My priority was to get a prosthesis that worked for me and fit. I saw the prosthetist I was referred to by my doctor. When I got my first leg I was so excited, but my leg rapidly shrank (which is normal over the first several years). My prosthetist was frustrated by my calls about poor fit, and often I had to wait weeks for an adjustment. I was fitted for a new socket, and more than six weeks later, when it was finally ready, my leg had shrunk even more and it no longer fit. When I expressed frustration at the situation, he said, “maybe you need grief counseling” and “maybe you should find a new prosthetist.” I knew that the answer to that was “boy, do I ever.” I had to do my homework and reach out to find someone who was invested in helping me find a prosthetic leg that fit. (Thanks, Therese!) My new prosthetist is a five-hour drive to the latest technology and a truly caring heart, but it is worth every mile. Who would have thought?

I know many other amputees with similar problems.

A friend from my support group has a leg she can’t wear, which her insurance company paid for in December, and a prosthetist who isn’t all that motivated to make it right. But she is constrained by insurance coverage. Others are held back by transportation or finances or just the knowledge you have to be your own advocate and you don’t have to accept less than good care. I am one of the lucky ones. Add in housing accessibility, workplace and public accessibility, lack of insurance or poor insurance, and driving questions. There are social, educational, and financial barriers and many other problems we face every day that are too numerous to list here.

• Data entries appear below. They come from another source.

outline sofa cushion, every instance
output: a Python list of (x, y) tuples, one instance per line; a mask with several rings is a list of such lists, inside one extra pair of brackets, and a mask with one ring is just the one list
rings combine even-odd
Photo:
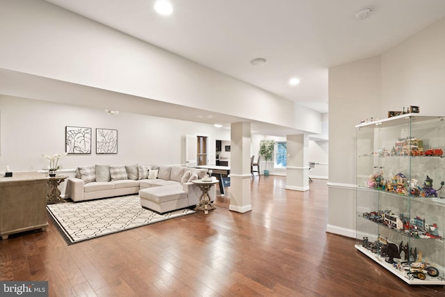
[(138, 165), (126, 165), (125, 170), (127, 170), (127, 175), (128, 175), (129, 179), (138, 180)]
[(114, 184), (108, 182), (92, 182), (85, 185), (83, 191), (95, 192), (96, 191), (113, 190)]
[(172, 166), (170, 180), (174, 180), (177, 182), (181, 182), (186, 169), (186, 168), (183, 166)]
[(138, 187), (139, 182), (133, 179), (119, 179), (111, 182), (114, 188)]
[(140, 190), (139, 191), (139, 196), (141, 200), (147, 199), (156, 203), (163, 203), (168, 201), (186, 198), (187, 193), (181, 188), (161, 186)]
[(172, 172), (172, 166), (159, 166), (159, 172), (158, 172), (158, 178), (170, 180), (170, 176)]
[(138, 179), (145, 179), (148, 178), (148, 170), (149, 168), (145, 165), (138, 164)]
[(188, 179), (192, 176), (191, 171), (188, 170), (184, 172), (184, 175), (182, 175), (182, 178), (181, 179), (181, 184), (188, 182)]
[(95, 166), (81, 166), (79, 170), (79, 178), (86, 184), (96, 181), (96, 168)]
[(152, 186), (181, 186), (181, 184), (172, 180), (165, 180), (161, 179), (143, 179), (139, 181), (141, 188), (151, 188)]
[(125, 166), (110, 166), (111, 180), (128, 179)]
[(158, 178), (158, 172), (159, 170), (158, 169), (150, 169), (148, 172), (148, 179), (156, 179)]
[(111, 180), (109, 165), (96, 164), (95, 168), (96, 170), (96, 182), (109, 182)]

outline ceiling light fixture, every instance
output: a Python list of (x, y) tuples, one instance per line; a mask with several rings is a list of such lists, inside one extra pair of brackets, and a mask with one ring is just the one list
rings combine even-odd
[(173, 12), (173, 7), (170, 2), (161, 0), (154, 3), (154, 10), (160, 15), (170, 15)]
[(113, 111), (112, 109), (106, 109), (105, 111), (106, 111), (106, 113), (111, 115), (116, 115), (119, 113), (119, 111)]
[(291, 86), (296, 86), (298, 83), (300, 83), (300, 79), (297, 79), (296, 77), (293, 77), (289, 79), (289, 85)]
[(254, 59), (250, 61), (250, 64), (253, 65), (254, 66), (261, 66), (266, 64), (266, 63), (267, 60), (266, 60), (264, 58), (255, 58)]
[(366, 19), (369, 17), (372, 13), (372, 7), (365, 7), (364, 8), (359, 9), (355, 12), (355, 17), (359, 19)]

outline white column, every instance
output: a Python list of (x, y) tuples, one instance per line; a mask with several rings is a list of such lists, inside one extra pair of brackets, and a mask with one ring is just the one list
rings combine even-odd
[(309, 190), (309, 136), (304, 134), (287, 135), (287, 166), (286, 188)]
[(230, 205), (229, 209), (245, 213), (252, 210), (250, 123), (232, 123), (230, 135)]

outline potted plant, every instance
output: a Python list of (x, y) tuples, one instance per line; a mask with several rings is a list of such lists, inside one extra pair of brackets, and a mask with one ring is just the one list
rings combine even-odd
[(264, 139), (259, 142), (259, 154), (263, 156), (266, 161), (266, 167), (264, 171), (264, 175), (269, 175), (269, 170), (267, 169), (267, 161), (272, 161), (273, 157), (273, 147), (275, 142), (273, 140)]

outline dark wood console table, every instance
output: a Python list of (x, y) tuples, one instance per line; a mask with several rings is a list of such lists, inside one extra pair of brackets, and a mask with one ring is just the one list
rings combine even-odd
[(0, 177), (0, 236), (35, 229), (46, 230), (48, 177), (38, 172)]

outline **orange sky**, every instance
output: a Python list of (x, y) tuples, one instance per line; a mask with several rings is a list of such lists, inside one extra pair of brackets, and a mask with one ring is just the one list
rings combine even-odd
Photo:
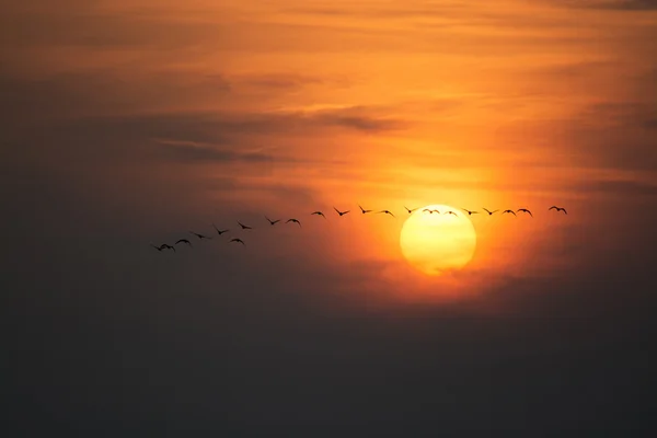
[[(616, 222), (585, 211), (641, 204), (657, 184), (657, 13), (630, 7), (639, 3), (9, 5), (0, 80), (14, 107), (10, 143), (46, 126), (80, 145), (25, 160), (92, 181), (126, 210), (148, 206), (149, 219), (170, 212), (168, 197), (188, 208), (158, 232), (334, 205), (400, 217), (403, 205), (529, 207), (533, 221), (474, 220), (471, 272), (554, 273), (586, 258), (568, 250), (577, 239), (591, 251), (623, 240), (603, 231)], [(554, 203), (567, 220), (548, 215)], [(410, 278), (401, 220), (330, 219), (303, 235), (286, 230), (283, 249), (261, 234), (262, 247), (323, 254), (336, 269), (380, 263), (372, 272), (385, 284)]]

It would be easy to be discouraged, to give up. But we unicorns are stronger than these situations and we have each other to lean on. We have all the caregivers and loved ones and friends who walk with us on our new path. There are strangers who ask questions out of concern and true curiosity, and open doors and offer help. We unicorns may be few and far between, but we are strong, motivated, empathetic, and truly unique. And our numbers grow each day. I am grateful for my amputation. Last year I even became a Certified Peer Visitor at the National Conference.